The abuse of indulgences irritated Martin Luther – a German Priest – and he wanted to end this practice. However, how do you raise a mass movement of people to support  your idea when the means to distribute literature or even references to the Bible were limited? To disrupt Papal order on sale of indulgences, he needed induction of a large class who were ready to send a deafening toll across the Vatican.

Jan Hus, the Czech Priest who sought to end indulgences as it were, was burnt at stake in 1415 after unwilling to recant his conviction to the Catholic Church. Such was the fate Martin Luther could suffer with his disruptive attempt to question the sale of indulgences and raise a storm in the church.

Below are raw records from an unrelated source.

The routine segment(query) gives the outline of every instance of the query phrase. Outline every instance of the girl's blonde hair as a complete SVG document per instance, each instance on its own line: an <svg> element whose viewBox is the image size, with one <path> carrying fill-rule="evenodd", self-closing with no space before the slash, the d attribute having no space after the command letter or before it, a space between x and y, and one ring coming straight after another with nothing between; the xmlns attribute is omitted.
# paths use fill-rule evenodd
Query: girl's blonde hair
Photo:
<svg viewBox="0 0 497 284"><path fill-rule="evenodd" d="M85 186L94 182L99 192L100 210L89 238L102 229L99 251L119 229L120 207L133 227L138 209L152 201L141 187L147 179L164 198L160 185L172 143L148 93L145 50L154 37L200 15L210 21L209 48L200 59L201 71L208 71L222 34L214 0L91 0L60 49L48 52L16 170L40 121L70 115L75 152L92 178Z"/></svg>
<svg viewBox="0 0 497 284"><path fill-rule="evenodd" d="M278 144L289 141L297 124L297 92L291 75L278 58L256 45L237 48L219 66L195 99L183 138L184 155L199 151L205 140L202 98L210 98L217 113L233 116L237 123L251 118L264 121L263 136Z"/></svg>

Bathing in the Zeitgiest, a young man Johannes Gutenberg was already building moveable printing press that churns out printed document and gradually makes them ubiquitous. All Martin Luther needed to do was to print his 95 theses (the statement of his conviction) using Guttenberg Press,  and tack them on the doorpost of Wittenberg chapel. He could have been burnt at stake, suffering the fate of a rebel in the past.

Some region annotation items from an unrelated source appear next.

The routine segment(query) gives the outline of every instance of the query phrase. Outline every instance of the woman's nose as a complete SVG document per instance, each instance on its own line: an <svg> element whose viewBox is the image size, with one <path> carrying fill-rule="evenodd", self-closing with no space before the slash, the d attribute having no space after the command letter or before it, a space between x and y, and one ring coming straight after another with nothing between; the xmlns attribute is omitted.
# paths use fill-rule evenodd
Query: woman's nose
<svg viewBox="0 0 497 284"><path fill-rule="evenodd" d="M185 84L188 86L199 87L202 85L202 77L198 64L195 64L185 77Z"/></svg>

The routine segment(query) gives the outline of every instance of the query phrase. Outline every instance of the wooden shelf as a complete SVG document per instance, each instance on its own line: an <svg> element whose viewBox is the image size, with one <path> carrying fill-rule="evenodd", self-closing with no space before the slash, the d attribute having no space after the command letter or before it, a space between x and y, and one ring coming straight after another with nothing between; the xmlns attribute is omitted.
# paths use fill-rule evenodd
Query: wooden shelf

In few months that Martin Luther raised his objection to the Church practices, his documents was flying around Europe and the disruption was near. The information was distributed. The effect will be revolutionary.

The power of fast-paced distributed flow of information is one that quickens my mind especially  the non-linearity of its outcome. Knowledge has never been at its cheapest and  the Internet enabling it can be counted as our own Guttenberg press of our moment. This distributive medium is the large channel that churns out information and serves as leveler irrespective of time and space. To democratize information via digital tools presents an opportunity that can lead to better outcomes in the society that we operate.

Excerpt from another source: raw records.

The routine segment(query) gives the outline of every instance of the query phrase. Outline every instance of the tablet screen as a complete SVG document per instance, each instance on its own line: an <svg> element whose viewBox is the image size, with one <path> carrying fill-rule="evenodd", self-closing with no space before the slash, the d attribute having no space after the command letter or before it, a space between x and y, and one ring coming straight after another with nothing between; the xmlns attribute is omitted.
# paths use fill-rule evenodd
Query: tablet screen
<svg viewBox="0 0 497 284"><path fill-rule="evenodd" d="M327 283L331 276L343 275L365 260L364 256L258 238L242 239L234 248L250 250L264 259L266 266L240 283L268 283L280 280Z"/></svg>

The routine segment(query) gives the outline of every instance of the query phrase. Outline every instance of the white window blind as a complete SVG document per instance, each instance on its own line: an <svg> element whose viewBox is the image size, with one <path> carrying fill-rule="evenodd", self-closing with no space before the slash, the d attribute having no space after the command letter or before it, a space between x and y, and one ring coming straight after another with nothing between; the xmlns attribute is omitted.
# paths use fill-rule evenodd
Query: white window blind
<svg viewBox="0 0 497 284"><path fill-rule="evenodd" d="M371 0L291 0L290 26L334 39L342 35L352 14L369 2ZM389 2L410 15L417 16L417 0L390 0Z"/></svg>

One of the greatest danger democracy is information inequity. People deserve to know more being co-participants but elected rulers ride on their ignorance or play the ethnic card to create fiefdoms. This leads to a scenario of where elected leaders are not seen as custodians of vested powers but as rulers. Such approach makes them think public projects are privileges not their account of stewardship. It makes them cringe once you demand accountability. Completing the feedback loop of budget and public projects is key to my organization (BudgIT) that has worked to improve budget access in Nigeria.

People share photos, videos, writing via the Internet and at BudgIT I also believe we can make budget tracking the basis for social interaction. At BudgIT, we have decided to test that through our application in works called Tracka.  The whole essence is to deepen the conversation about public data and we have Internet as the superhighway already begging for us to effectively use it. Using mobile phones and web, we believe we can aggregate interests and trickle down the narrative to those still not connected to the online space. This is our Guttenberg press  moment, we don’t need a Martin Luther to steer us. We need a tireless minority who are connected and believe they can peer into data and begin conversations for a better society.